The Tudors thought that blood letting was the best solution to the majority of symptoms, based on their assumption that too much blood in the body caused disease. The Tudors believed that there were four main body humours; blood, yellow bile, black bile and phlegm. If these humours became imbalanced then they would case disease. Making a patient vomit, or bloodletting was supposed to redress the balance. The Tudors also identified five types of mental disease, mania, or violent action; melancholia, or depression; delirium, or abnormal behaviour and fever; amentia, or loss of mental ability, and phrenitis, or inflammation of the brain. These types of disease were believed to be triggered by an abundance of black bile flooding the brain, so again, bloodletting was seen as a solution, along with music, and a herb called pennyroyal worn around the neck.

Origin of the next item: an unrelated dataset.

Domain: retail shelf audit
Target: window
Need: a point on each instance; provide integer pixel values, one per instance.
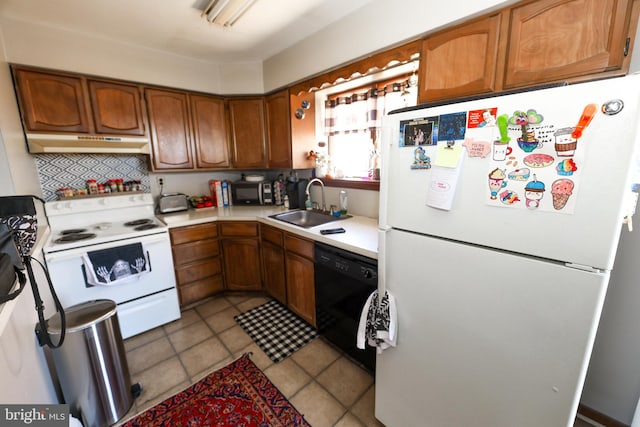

Any process needs tools, and a key tool for bloodletting were leeches. A leech is a small bloodsucking worm that likes to live in water. A leech will attach itself to the skin with its three sharp teeth. After injecting an anticoagulant into the skin it will then suck blood out of the body. Once full the leech falls off, and will be unlikely to need another blood meal for months. The Tudor surgeon would scratch the skin to make a wound and attach the leech to remove the blood. In between meals the leeches needed to be kept alive, and small ceramic pots filled with water and kept cool provided ideal homes. Leeches needed room to crawl, but not to escape; therefore the pots had to be covered. A cloth lid provided both light and air to allow the leeches to breathe and be contained.
Leeches are still used today by micro surgeons to keep delicate areas of tissue decongested during the healing process. And although we have far more cures and techniques available now, our lifestyle has created new health problems that would have been unknown in Tudor times.